Libyan youth seek a better future

By  John Thavis, Catholic News Service
  • February 24, 2011
LibyaVATICAN CITY - The top Church official in Libya said the country’s current unrest is based on legitimate requests by young people for a better future.

Oil-rich Libya, unlike other north Africa hot spots Tunisia and Egypt, has the resources to satisfy those requests, Bishop Giovanni Martinelli, the apostolic vicar of Tripoli, told Vatican Radio.

“The people are asking for some things that are just. And they are fundamental requests of young people: to be able to have a house, a better salary, a job,” Martinelli said.

Libya is relatively well-off, he said, “and perhaps here is where the crisis arises: Young people see a country that could help them, but that doesn’t.”
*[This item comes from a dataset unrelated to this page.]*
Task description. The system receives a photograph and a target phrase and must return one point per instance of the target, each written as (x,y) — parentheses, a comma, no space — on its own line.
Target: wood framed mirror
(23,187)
The comments came after several days of protests and armed retaliation by the forces of Libyan leader Moammar Gadhafi, whose forces have deployed tanks, fighter jets and helicopters against protesters. As of Feb. 22, several hundred people were reported killed in the skirmishes, and parts of the country were said to be under opposition control.

Martinelli said it was difficult to foresee a resolution of the crisis. He said the Catholic Church, which represents a tiny minority in Libya, wanted above all a “form of reconciliation that allows the Libyan people to have what is just.”

The important thing now is to reopen dialogue between the factions, he said.

He said Catholic personnel and institutions were not experiencing particular problems during the unrest, but he added that he had been unable to communicate for days with two communities of women religious working near Benghazi, centre of the protests.